Now, what do these cards do? What makes the combo so great that some players are just housing certain areas with this build? Against Sligh, Stompy, and the other aggressive decks of the format, Worthy Cause is the bane of their day.
Sacrifice a creature: Gain life equal to the sacrificed creature’s toughness.
The theory behind this card can be found in combination of one of the en-Kor critters and either Task Force or Angelic Protector.
Creature – Soldier
0: The next 1 damage that would be dealt to Nomads en-Kor this turn is dealt to target creature you control instead
(The other maindecked en-Kor creatures have the same redirection ability as the Nomad.)
Creature – Rebel
Whenever Task Force becomes the target of a spell or ability, it gets +0/+3 until end of turn.
When you have these two creatures in play (or the Angelic Protector), it is possible to gain an infinite amount of life. Simply use the ability of the en-Kor to pump the toughness of the creature to a high amount, and then Worthy Cause it. Most aggressive decks will scoop at this point, seeing that it is quite impossible to knock you down from three trillion life.
Against Control, the deck looks to the same creatures, but uses About Face as the finisher.
Switch target creature’s power and toughness until end of turn. Effects that alter the creature’s power alter its toughness instead, and vice versa.

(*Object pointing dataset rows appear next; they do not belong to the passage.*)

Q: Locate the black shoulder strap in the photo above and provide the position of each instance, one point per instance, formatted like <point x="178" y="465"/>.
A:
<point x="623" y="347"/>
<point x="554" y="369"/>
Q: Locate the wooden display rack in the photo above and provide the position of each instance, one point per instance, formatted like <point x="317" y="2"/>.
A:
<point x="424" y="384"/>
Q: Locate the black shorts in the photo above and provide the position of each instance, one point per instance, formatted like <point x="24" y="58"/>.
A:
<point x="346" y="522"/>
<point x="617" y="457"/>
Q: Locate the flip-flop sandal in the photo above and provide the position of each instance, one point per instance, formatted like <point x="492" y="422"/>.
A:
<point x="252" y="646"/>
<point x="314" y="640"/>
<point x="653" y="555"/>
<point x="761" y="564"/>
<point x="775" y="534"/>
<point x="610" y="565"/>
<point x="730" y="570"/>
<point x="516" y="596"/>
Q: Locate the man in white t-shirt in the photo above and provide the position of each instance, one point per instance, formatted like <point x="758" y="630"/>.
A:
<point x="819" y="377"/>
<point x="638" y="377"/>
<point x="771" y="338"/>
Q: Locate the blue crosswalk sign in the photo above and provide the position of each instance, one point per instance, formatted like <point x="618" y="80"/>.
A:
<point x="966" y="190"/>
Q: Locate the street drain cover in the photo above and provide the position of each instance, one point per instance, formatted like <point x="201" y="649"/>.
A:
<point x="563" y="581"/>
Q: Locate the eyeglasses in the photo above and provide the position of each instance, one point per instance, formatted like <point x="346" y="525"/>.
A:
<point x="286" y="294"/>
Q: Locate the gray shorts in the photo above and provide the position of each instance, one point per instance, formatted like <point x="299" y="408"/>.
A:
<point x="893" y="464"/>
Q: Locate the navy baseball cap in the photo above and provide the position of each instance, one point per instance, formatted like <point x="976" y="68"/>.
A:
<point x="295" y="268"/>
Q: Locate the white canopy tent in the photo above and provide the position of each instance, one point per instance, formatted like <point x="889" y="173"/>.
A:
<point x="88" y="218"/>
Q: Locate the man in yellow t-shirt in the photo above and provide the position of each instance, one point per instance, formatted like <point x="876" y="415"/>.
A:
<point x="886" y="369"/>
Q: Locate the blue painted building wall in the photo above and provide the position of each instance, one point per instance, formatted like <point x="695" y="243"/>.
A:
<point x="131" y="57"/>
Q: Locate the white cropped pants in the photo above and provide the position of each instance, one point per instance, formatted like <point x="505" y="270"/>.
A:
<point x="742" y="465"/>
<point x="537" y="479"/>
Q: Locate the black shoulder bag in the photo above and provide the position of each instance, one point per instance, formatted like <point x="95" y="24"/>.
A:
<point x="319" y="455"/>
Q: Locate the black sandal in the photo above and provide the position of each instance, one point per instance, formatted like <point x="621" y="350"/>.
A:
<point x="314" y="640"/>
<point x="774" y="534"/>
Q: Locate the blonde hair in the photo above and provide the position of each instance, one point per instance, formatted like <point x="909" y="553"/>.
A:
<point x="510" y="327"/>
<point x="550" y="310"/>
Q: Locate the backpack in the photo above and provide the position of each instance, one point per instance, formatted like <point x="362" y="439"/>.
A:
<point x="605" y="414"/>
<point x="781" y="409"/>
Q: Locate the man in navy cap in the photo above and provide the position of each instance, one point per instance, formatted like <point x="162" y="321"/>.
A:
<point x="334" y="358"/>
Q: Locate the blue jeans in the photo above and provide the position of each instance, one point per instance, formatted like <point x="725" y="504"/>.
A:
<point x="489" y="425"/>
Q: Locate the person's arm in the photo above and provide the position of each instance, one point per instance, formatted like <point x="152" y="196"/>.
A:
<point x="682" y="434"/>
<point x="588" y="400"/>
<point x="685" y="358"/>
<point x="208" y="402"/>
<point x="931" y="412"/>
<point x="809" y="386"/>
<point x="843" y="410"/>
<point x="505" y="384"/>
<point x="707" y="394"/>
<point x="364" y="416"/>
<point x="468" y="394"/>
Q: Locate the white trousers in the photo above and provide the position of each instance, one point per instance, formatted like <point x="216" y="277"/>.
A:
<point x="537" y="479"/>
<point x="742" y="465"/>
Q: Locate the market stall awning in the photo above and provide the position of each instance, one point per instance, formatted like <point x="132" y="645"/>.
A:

You use the same redirection ability and pump the toughness to high amounts again, then swing with the huge monster. Just About Face after blockers but before damage goes on the stack, and the look of your opponent should be priceless. However against control you may find yourself needing an alternate win condition. Against non-Oath decks, which maindeck the powerful Gaea’s Blessing, Altar of Dementia fills the void.
Altar of Dementia
Sacrifice a creature: Target player puts a number of cards equal to the sacrificed creature’s power from the top of his or her library into his or her graveyard.
Pretty simple, right?
Now as I said, this deck may not be much to look forward to outside of the Midwest region, but it looks to be a promising and enjoyable deck to play. Good luck to you during the upcoming PTQ and Grand Prix events this season!